Ich Gombrowicz
Andrzej Seweryn i Jan Peszek [na zdjęciu] czytali w piątek wieczór - w cyklu "Teatr Polskiego Radia na żywo w Jedynce" - fragmenty "Dziennika" Witolda Gombrowicza.
Słuchano ich w Muzycznym Studiu Trójki im. Agnieszki Osieckiej w Warszawie i przy radioodbiornikach. Aktorzy zaczęli się przerzucać pierwszymi zdaniami "Dziennika": "Poniedziałek: ja". "Wtorek: ja", itd., co pokazało prowokacyjny charakter dzieła.
Andrzej Seweryn przytoczył epizod wyprawy Gombrowicza stateczkiem po jednej z odnóg Parany. Uczestników żeglugi poraziło niebiańskie piękno jednej z młodych dam. W apogeum zmieszania, w które wprawiała wszystkich swoją obecnością, zaczęła z nagła "najspokojniej w świecie dłubać w nosie". W kwestii płci pięknej Seweryn wygłosił też Gombrowiczowską pochwałę polskiej kobiety. W istocie swojej jest ona dziełem natury - w przeciwieństwie do francuskiej damy, której powab zawiera się jej w stroju, makijażu, perfumach.
Jan Peszek przypomniał sugestywny opis bezradnie machającego odnóżami żuka, któremu autor, przerwawszy błogostan plażowania, ruszył na ratunek.
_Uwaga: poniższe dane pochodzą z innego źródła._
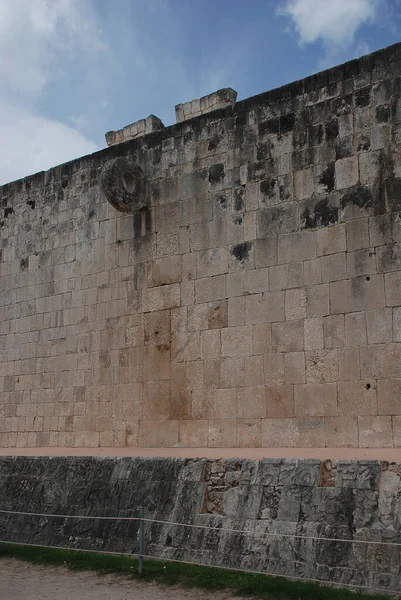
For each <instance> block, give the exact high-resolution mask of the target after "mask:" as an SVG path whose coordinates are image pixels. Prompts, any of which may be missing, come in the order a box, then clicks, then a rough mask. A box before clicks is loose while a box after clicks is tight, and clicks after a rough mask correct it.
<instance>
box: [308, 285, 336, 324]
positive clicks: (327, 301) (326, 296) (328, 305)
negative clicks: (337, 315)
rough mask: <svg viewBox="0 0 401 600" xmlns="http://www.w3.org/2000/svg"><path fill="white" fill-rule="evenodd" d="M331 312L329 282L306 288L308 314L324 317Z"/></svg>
mask: <svg viewBox="0 0 401 600" xmlns="http://www.w3.org/2000/svg"><path fill="white" fill-rule="evenodd" d="M328 314H330V288H329V284H328V283H322V284H321V285H313V286H311V287H307V288H306V316H307V317H311V318H313V317H324V316H326V315H328Z"/></svg>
Wkrótce musiał zamienić się w istne pogotowie ratunkowe dla żuków, gdyż połacie piasku wypełnionego powywracanymi na grzbiety owadami okazały się wręcz bezkresne.
Obaj aktorzy czerpali prawdziwą radość z możliwości, jakie dawał im plastyczny materiał literacki. Proza Gombrowicza zamieniała się w ich ustach w czystą poezję.